ORA E SEMPRE TELEKABUL: ALLA RAI LA MAGGIORANZA RESTA “DE SINISTRA”, ANCHE GRAZIE ALLE INFORNATE DI CENTINAIA DI GIORNALISTI IN QUOTA PD

Marco Castoro per La Notizia (www.lanotiziagiornale.it)

Più che il cavallo la Rai potrebbe avere la Torre di Pisa come simbolo. Un monumento che pende. Visibilmente a sinistra. Come l'orientamento politico della stragrande maggioranza del personale assunto dall'azienda di Viale Mazzini. Attenzione, questo non significa che si è trattato di un'occupazione coatta, ma che il centrodestra non ha saputo approfittare nel migliore dei modi delle occasioni avute a disposizione quando ha vinto le elezioni.
In pratica se il cruccio del centrosinistra può essere stato il fatto di non aver saputo far approvare una legge sul conflitto di interessi, dall'altra parte della barricata i rimpianti crescono quando si pensa alle assunzioni in Rai.

LA DIFFERENZA L'HANNO FATTA RAITRE E IL TG3
La Rai è stata per anni lo zoccolo duro della Democrazia Cristiana. Con Ettore Bernabei nelle vesti del grande burattinaio che ha tirato le fila. Che ha fatto il buono e il cattivo tempo. Poi, con il passare degli anni, anche comunisti e socialisti hanno cominciato ad avere voce in capitolo e per l'occasione fu coniata la formuletta sulle assunzioni che regolava il flusso.

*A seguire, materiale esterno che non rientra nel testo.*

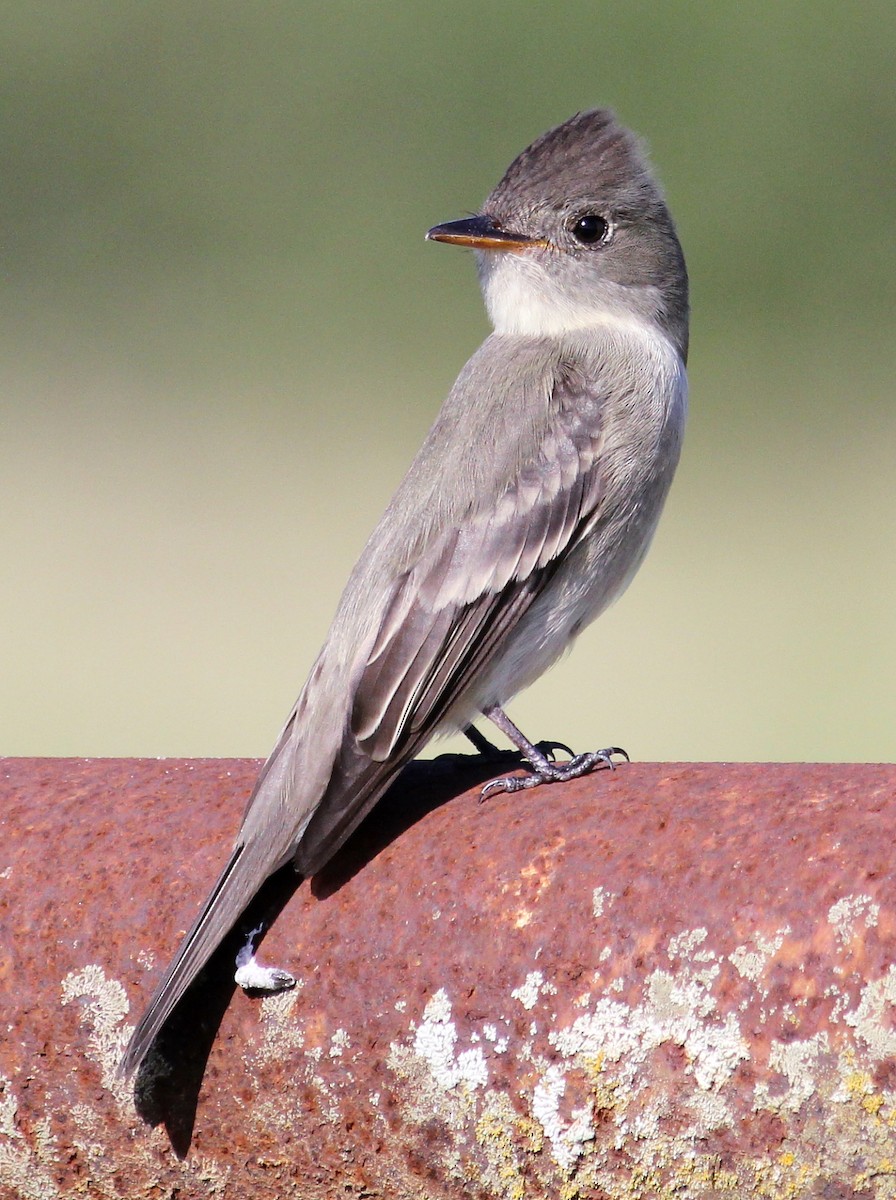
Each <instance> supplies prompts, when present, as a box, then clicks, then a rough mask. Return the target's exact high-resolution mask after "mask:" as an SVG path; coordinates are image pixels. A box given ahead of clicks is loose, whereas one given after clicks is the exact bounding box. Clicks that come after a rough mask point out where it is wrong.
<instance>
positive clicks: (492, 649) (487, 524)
mask: <svg viewBox="0 0 896 1200" xmlns="http://www.w3.org/2000/svg"><path fill="white" fill-rule="evenodd" d="M579 395H581V389H579V388H577V386H575V385H571V384H570V382H569V379H566V378H564V377H561V378H559V379H558V380H557V383H555V386H554V391H553V396H552V401H553V404H554V407H555V414H557V419H555V424H554V426H553V428H552V431H551V434H549V436H548V437H547V438H545V439H542V443H541V444H540V445H539V446H537V448H536V452H535V454H534V456H533V458H531V461H530V462H528V463H524V466H523V468H522V469H521V470H519V473H518V475H517V478H516V479H513V480H511V481H510V482H509V485H507V486H506V488H505V491H504V492H503V493H501V494H500V496H498V497H497V498H495V500H494V502H493V504H492V506H491V508H489V509H480V510H479V511H475V512H473V514H470V516H468V518H467V520H465V521H464V522H463V523H461V524H459V526H453V527H451V528H449V529H445V530H443V532H441V533H440V534H439V535H438V536H437V538H435V539H434V541H433V542H432V544H431V545H429V546H428V547H427V551H426V553H425V554H422V556H421V557H420V559H419V560H417V562H416V563H415V564H414V565H413V566H411V568H409V569H408V570H407V571H405V572H403V574H402V575H401V576H399V577H398V578H397V580H396V581H395V584H393V590H392V594H391V596H390V600H389V604H387V605H386V607H385V616H384V618H383V623H381V626H380V629H379V631H378V635H377V638H375V643H374V648H373V652H372V654H371V656H369V659H368V662H367V666H366V667H365V670H363V671H362V673H361V677H360V679H359V683H357V688H356V692H355V702H354V708H353V714H351V731H353V733H354V734H355V738H356V740H357V745H359V748H360V749H362V750H363V751H365V752H366V754H368V755H369V756H371V757H372V758H374V760H377V761H383V760H385V758H387V757H391V756H392V755H395V754H396V752H401V751H402V749H403V748H404V744H405V742H408V740H413V742H414V743H415V744H417V743H419V742H422V740H425V738H426V737H428V736H431V733H432V732H433V730H434V728H435V726H437V725H438V724H439V721H440V720H441V719H443V718H444V716H445V714H446V713H447V712H449V710H450V709H451V707H452V706H453V704H455V702H456V701H457V700H458V697H459V696H462V695H463V692H464V690H465V689H467V688H468V686H469V685H470V684H471V683H474V682H475V679H476V678H477V676H479V673H480V672H481V671H482V670H483V667H486V666H487V664H488V662H489V661H491V659H492V658H493V655H494V654H495V653H497V652H498V649H499V647H500V646H501V643H503V642H504V641H505V638H506V636H507V632H509V631H510V630H512V629H513V628H515V626H516V624H517V623H518V622H519V619H521V617H522V616H523V614H524V613H525V612H527V611H528V608H529V607H530V606H531V604H533V602H534V601H535V600H536V599H537V598H539V595H541V593H542V590H543V587H545V584H546V582H547V581H548V580H549V577H551V575H552V574H553V569H554V566H555V565H557V563H558V560H559V559H560V558H561V557H563V556H564V554H565V552H567V551H569V550H570V548H571V546H572V545H575V542H576V541H577V540H578V538H579V536H581V534H582V532H583V529H584V528H587V527H588V526H589V524H590V521H591V520H593V517H594V514H595V512H596V510H597V508H599V505H600V499H601V493H602V487H601V469H600V449H601V430H600V424H599V421H596V420H595V415H594V412H588V414H587V418H588V419H584V415H585V414H583V413H582V412H581V410H579V408H578V407H577V403H576V402H577V401H578V398H579ZM590 398H591V397H589V400H590Z"/></svg>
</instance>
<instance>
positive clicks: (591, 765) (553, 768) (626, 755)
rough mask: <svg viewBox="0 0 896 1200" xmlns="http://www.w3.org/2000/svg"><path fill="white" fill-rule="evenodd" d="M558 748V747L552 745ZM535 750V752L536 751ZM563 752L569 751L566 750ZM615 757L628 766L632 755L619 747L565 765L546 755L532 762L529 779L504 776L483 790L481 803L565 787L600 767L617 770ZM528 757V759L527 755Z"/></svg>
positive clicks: (581, 755)
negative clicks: (561, 787) (630, 758)
mask: <svg viewBox="0 0 896 1200" xmlns="http://www.w3.org/2000/svg"><path fill="white" fill-rule="evenodd" d="M551 744H552V745H558V743H551ZM534 749H535V748H534ZM564 749H566V748H565V746H564ZM613 755H621V757H623V758H624V760H625V761H626V762H629V761H630V760H629V755H627V754H626V752H625V750H623V749H621V748H620V746H607V749H606V750H591V751H590V752H589V754H577V755H573V756H572V758H569V760H567V761H566V762H555V761H552V760H551V758H548V757H546V756H545V755H537V756H535V755H533V756H531V758H529V762H530V764H531V770H530V772H529V774H528V775H503V776H501V778H500V779H493V780H492V781H491V782H489V784H486V786H485V787H483V788H482V792H481V793H480V803H482V800H487V799H488V798H489V797H491V796H497V794H498V793H499V792H522V791H524V790H525V788H528V787H539V785H540V784H565V782H566V781H567V780H569V779H578V778H579V775H588V774H589V772H593V770H596V769H597V768H599V767H609V769H611V770H615V767H617V764H615V763H614V762H613ZM527 757H529V756H528V755H527Z"/></svg>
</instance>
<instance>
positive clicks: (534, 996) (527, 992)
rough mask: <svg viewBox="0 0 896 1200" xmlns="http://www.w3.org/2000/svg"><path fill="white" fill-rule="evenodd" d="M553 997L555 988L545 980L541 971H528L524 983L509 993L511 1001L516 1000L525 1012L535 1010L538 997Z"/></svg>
mask: <svg viewBox="0 0 896 1200" xmlns="http://www.w3.org/2000/svg"><path fill="white" fill-rule="evenodd" d="M555 995H557V988H555V986H554V985H553V984H552V983H551V982H549V980H547V979H546V978H545V976H543V974H542V972H541V971H530V972H529V974H528V976H527V977H525V982H524V983H523V984H521V986H519V988H515V989H513V990H512V991H511V996H512V997H513V1000H518V1001H519V1003H521V1004H522V1006H523V1008H524V1009H525V1010H527V1012H530V1010H531V1009H533V1008H535V1004H536V1003H537V1000H539V996H555Z"/></svg>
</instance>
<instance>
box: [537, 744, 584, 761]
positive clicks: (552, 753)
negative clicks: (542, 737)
mask: <svg viewBox="0 0 896 1200" xmlns="http://www.w3.org/2000/svg"><path fill="white" fill-rule="evenodd" d="M535 749H536V750H541V752H542V754H543V755H545V757H546V758H549V760H551V762H555V761H557V751H558V750H563V751H564V752H565V754H567V755H569V756H570V758H572V757H573V756H575V754H576V751H575V750H573V749H572V748H571V746H567V745H566V743H565V742H536V743H535Z"/></svg>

Su 10 new entry la ripartizione da seguire era la seguente: 4 democristiani, 3 socialisti, 2 comunisti e uno bravo. Ma poi arrivò la riforma che sfociò il 15 dicembre 1979 con la nascita di Raitre e del Tg3 che negli anni da sperimentali diventarono a tutti gli effetti una rete e un tiggì nazionale con gli stessi diritti del primo e del secondo canale. L'occasione fu ghiotta per la sinistra che ne approfittò per dare vita a una delle infornate più consistenti nella storia dei media.

Entrarono negli organici della tv di Stato centinaia di giornalisti e di tecnici legati agli ambienti comunisti. Maurizio Mannoni e Gianni Cerqueti, tanto per fare due nomi, furono assunti in Rai provenienti dalla tv romana Videouno, legata con il cordone ombelicale al quotidiano Paese Sera.

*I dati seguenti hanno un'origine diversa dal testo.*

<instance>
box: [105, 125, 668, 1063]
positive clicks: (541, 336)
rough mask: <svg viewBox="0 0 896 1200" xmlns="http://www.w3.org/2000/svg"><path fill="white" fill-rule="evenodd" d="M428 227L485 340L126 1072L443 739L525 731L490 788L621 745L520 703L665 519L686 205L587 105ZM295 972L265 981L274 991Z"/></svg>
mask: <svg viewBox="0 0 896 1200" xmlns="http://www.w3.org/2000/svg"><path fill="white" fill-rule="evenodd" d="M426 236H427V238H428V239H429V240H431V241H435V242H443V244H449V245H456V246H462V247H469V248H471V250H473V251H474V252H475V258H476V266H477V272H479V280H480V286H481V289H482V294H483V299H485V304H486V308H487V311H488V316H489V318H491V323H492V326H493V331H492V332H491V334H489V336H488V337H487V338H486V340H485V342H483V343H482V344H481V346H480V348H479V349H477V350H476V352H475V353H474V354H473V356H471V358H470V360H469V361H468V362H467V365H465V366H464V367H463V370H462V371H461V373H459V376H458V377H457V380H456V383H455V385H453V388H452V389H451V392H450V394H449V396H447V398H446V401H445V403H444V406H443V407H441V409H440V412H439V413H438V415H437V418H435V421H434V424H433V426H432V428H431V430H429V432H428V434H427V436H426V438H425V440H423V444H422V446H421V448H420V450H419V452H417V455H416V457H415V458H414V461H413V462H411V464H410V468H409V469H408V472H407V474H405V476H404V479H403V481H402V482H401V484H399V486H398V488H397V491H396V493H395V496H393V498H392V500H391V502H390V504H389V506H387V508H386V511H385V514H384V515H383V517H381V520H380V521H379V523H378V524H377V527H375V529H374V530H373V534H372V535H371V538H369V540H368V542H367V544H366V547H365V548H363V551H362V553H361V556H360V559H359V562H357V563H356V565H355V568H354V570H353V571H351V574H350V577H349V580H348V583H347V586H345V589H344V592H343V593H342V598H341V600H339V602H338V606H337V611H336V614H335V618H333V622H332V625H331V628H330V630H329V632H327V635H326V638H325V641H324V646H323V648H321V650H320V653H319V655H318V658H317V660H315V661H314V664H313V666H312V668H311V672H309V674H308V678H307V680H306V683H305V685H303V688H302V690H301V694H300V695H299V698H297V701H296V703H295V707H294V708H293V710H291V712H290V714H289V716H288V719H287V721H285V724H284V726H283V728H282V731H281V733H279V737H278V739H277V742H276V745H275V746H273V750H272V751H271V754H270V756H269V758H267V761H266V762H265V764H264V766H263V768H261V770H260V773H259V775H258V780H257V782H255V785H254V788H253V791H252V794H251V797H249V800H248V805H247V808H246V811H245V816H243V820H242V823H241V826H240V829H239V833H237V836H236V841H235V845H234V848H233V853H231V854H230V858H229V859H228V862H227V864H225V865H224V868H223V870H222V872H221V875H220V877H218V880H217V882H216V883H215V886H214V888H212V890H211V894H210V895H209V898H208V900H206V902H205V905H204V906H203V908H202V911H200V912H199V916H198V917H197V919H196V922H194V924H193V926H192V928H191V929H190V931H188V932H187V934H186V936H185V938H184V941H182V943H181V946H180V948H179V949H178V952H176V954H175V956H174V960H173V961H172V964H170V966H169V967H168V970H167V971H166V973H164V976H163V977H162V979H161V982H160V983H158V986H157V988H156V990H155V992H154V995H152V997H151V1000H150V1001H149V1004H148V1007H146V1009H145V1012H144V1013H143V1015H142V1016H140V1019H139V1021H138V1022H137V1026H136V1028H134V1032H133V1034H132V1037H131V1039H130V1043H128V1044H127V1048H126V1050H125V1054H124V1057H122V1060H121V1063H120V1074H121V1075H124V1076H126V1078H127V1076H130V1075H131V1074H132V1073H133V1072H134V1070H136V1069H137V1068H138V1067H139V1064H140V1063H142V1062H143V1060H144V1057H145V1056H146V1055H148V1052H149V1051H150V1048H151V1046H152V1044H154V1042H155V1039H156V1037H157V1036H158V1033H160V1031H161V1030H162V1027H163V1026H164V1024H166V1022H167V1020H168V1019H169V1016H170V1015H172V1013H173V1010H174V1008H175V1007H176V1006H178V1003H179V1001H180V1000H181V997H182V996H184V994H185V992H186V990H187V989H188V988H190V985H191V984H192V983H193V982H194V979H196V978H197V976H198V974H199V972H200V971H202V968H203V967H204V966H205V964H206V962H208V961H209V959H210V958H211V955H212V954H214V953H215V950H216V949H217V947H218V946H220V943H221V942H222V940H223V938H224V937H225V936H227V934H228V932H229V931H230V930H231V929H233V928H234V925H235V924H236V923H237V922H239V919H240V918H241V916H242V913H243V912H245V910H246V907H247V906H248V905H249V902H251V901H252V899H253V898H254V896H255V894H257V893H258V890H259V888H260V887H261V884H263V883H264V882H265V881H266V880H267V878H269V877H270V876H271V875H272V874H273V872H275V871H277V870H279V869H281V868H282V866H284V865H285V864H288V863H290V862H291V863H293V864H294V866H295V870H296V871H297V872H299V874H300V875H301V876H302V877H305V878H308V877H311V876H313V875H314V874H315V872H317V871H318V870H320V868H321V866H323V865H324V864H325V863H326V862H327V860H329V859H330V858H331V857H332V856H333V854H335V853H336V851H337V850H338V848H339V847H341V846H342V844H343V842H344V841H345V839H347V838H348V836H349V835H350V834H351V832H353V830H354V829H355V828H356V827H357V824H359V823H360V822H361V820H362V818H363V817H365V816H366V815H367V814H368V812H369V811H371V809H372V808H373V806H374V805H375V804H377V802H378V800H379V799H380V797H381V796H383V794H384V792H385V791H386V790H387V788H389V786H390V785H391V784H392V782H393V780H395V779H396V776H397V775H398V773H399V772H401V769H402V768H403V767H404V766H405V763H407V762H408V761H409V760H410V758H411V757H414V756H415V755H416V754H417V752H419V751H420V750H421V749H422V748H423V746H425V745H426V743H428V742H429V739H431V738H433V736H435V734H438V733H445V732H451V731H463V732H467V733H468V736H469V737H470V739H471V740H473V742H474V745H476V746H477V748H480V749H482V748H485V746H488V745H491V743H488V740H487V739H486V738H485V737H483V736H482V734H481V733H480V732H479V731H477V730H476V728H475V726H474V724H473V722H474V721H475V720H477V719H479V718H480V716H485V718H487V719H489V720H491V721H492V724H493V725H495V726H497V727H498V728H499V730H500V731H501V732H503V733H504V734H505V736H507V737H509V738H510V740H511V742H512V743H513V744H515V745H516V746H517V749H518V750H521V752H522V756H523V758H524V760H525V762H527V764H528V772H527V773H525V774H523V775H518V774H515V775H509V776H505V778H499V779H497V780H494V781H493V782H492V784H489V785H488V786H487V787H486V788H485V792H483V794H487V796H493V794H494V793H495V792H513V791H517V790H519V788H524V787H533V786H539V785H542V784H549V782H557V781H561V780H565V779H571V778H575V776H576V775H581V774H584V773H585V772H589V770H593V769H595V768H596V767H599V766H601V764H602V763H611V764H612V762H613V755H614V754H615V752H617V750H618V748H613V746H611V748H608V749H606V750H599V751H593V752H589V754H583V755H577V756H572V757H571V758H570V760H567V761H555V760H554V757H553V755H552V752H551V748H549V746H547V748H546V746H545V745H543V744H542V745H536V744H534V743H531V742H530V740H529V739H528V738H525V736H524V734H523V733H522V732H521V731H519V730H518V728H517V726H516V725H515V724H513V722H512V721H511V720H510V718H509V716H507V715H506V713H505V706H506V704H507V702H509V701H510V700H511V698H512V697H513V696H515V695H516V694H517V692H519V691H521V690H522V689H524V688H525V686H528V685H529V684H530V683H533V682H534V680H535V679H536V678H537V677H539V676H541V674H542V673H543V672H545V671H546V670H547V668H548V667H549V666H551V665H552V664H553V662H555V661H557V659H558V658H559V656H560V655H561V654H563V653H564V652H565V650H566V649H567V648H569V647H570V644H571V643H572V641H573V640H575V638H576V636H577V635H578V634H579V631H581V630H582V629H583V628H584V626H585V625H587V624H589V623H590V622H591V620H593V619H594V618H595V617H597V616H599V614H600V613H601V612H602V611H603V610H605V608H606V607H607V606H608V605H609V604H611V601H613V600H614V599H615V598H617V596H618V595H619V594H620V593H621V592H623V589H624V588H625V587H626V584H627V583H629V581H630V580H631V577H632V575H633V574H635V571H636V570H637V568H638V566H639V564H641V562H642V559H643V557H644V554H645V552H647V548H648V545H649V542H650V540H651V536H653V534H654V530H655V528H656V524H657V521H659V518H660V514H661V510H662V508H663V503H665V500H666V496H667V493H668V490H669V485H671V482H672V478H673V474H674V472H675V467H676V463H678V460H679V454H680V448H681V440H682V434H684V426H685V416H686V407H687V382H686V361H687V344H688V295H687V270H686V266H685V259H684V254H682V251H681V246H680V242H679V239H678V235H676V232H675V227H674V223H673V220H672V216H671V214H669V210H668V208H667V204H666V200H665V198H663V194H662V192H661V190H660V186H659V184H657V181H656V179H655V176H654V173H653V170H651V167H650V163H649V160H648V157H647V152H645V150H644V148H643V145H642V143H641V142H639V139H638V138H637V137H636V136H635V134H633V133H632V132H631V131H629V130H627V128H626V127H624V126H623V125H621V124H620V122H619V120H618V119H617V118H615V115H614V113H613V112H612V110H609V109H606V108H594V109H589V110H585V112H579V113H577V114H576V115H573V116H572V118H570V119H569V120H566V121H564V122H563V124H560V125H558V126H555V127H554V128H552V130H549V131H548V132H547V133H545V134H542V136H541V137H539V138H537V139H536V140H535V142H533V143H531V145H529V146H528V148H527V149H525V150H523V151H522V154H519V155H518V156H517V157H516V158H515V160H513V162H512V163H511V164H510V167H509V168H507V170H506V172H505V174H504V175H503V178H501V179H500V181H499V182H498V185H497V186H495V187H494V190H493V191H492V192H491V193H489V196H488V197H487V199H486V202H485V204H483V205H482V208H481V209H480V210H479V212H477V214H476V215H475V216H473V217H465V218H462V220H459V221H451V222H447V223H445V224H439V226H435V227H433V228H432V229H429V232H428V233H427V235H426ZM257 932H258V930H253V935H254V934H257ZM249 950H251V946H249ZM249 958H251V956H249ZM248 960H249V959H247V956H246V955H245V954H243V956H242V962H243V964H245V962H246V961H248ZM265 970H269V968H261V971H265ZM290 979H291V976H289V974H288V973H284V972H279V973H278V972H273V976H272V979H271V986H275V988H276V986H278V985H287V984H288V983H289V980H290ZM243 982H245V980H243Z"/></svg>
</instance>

Ma parteciparono all'infornata anche giornalisti provenienti da Teleroma 56, Radio Radicale e altre testate conosciute tra i media. Ovviamente tutte queste assunzioni hanno fatto pendere il piatto della bilancia a sinistra. Se poi si aggiunge la bravura dei grandi direttori come Biagio Agnes, Sandro Curzi e Angelo Guglielmi, grandi professionisti ma politicamente schierati, o sindacalisti del calibro di Giuseppe Giulietti, ecco spiegato come si sia riusciti a costruire a sinistra una macchina da guerra pronta alla Resistenza in difesa della lottizzazione dei posti chiave all'interno dell'azienda.

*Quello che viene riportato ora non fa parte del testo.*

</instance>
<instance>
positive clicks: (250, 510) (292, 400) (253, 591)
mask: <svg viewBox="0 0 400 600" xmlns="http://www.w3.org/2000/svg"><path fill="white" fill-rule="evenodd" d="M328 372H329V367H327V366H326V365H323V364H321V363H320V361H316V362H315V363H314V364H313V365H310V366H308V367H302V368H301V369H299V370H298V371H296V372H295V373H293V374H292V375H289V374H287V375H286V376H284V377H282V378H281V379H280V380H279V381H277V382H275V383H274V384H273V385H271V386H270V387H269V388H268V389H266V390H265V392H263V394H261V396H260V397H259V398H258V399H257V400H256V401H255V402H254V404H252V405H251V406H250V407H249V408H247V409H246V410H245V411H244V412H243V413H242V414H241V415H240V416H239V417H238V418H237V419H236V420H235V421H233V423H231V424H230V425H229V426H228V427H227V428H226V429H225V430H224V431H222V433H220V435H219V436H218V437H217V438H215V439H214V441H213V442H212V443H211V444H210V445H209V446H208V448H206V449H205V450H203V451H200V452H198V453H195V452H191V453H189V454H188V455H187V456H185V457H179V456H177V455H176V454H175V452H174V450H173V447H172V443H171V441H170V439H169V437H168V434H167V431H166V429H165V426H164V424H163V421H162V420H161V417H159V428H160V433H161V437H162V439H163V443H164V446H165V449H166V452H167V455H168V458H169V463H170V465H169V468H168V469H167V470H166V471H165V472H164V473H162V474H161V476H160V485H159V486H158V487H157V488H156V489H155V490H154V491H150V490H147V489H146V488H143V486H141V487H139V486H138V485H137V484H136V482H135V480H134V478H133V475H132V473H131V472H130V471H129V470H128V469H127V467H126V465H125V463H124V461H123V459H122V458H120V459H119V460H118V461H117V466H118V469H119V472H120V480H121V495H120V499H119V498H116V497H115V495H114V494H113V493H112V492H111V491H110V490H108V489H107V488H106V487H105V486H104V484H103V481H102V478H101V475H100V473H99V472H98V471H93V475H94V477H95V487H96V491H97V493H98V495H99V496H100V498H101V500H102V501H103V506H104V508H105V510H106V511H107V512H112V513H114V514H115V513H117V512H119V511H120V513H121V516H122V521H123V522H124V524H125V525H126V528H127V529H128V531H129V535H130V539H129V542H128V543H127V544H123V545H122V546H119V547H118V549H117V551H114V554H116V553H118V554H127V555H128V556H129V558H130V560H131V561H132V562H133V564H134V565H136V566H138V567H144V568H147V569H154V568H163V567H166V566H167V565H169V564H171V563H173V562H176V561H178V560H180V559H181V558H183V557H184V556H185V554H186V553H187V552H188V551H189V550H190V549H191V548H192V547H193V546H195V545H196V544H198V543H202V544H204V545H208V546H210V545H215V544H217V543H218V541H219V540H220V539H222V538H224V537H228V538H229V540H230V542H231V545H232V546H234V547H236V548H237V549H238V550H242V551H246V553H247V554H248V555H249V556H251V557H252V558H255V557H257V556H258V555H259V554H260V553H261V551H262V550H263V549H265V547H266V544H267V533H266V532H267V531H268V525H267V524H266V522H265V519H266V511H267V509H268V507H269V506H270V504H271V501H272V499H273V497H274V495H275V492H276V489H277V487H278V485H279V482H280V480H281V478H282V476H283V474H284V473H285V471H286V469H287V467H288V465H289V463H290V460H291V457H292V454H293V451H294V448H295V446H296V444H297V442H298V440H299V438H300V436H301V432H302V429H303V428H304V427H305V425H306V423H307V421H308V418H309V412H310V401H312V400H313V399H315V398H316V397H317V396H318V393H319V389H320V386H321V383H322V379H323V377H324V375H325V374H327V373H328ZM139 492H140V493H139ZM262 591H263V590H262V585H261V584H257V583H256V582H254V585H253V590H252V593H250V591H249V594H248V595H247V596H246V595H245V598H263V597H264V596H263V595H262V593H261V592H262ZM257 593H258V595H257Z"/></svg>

IL FALLIMENTO DEL CENTRODESTRA
Nonostante Berlusconi abbia più volte vinto le elezioni politiche e il berlusconismo sia durato un ventennio, il centrodestra non è riuscito a coltivare un orto capace di dare frutti in pianta stabile. Anzi, quei dirigenti e quei direttori che hanno avuto gli incarichi in quota Forza Italia o Alleanza nazionale, spesso hanno finito per circondarsi di un management legato a doppio filo con la sinistra.

Una scelta dettata dal quieto vivere e dalla necessità di restare aggrappato alla poltrona. Anche qui proviamo a fare qualche nome. Da Carlo Rossella direttore del Tg1 nominato da Berlusconi, che però si appoggiava su Gruber, Bosi e Borrelli e con il vicedirettore Massimo Magliaro di area An confinato nelle edizioni notturne.

Fino ai direttori di Raiuno Fabrizio Del Noce e Mauro Mazza, entrambi circondati da vice e capistruttura dell'altra parrocchia. Per quanto riguarda Mazza comunque va detto che entrò in Rai diversi anni prima rispetto a quando ottenne il mandato da direttore (fu assunto in quota Martelli Psi).

Un po' di cagnara l'hanno fatta Letizia Moratti da presidente, Mauro Masi da diggì e Augusto Minzolini da direttore del Tg1. O meglio ci hanno provato a non fare accordi con la sinistra, sempre forte dei numeri e dell'appoggio del sindacato Usigrai. Ma tutti e tre hanno dovuto affrontare un percorso minato per ogni decisione presa.